用途で選ぶマロン製品:モンブランを例にご紹介
モンブランクリームは、様々なマロン製品で作成できますが、それぞれ独特の風味と食感が生まれます。濃厚で本格的なモンブランを作りたい場合はマロンペースト、軽やかで口溶けの良いモンブランがお望みならマロンクリームが適しています。甘さを自分で調整したい場合や、甘さ控えめでフレッシュな味わいのモンブランを目指すなら、マロンピューレが最適です。ぜひ、色々なマロン製品を試して、理想のモンブラン作りに挑戦してみてください。
まとめ
サバトンのマロンペースト、マロンクリーム、マロンピューレは、それぞれ異なる個性を持つ素晴らしい製品です。それぞれの特性を理解し、作りたいお菓子やパンに合わせて使い分けることで、あなたの腕前はさらに向上するでしょう。ぜひ、様々なレシピに挑戦し、マロンの奥深い味わいを存分にお楽しみください。
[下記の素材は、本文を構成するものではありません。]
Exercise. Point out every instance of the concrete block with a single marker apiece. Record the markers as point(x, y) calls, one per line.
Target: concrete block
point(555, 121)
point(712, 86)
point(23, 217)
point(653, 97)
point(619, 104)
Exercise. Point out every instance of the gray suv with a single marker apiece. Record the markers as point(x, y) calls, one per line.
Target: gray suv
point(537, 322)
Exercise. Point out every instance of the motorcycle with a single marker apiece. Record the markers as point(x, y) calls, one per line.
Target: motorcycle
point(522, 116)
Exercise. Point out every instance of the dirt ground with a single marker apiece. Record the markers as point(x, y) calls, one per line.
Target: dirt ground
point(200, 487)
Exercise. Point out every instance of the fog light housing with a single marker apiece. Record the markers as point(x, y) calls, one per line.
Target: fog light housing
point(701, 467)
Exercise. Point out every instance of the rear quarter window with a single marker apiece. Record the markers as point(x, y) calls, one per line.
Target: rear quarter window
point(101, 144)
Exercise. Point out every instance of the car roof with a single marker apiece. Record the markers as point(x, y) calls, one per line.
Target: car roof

サバトンのマロンペースト、マロンクリーム、マロンピューレの入手先
富澤商店のような製菓材料専門店や、便利なオンラインストアで手軽に購入できます。サバトン社のマロン製品は、一流のパティシエにも選ばれる、その品質の高さが魅力です。
マロンピューレ、開封後の保管はどうすれば?
マロンピューレは、砂糖を加えていないため、日持ちしません。開封後は清潔な容器に移し替え、冷蔵庫で保管し、お早めにご使用ください。
モンブランクリーム作り、最適なマロン製品はどれ?
しっかりとした濃厚な味わいのモンブランがお好みならマロンペースト、ふんわりと軽い口当たりのモンブランがお好みならマロンクリームが適しています。また、甘さを自分で調整したい場合や、甘さ控えめでフレッシュなモンブランを作りたい場合は、マロンピューレがおすすめです。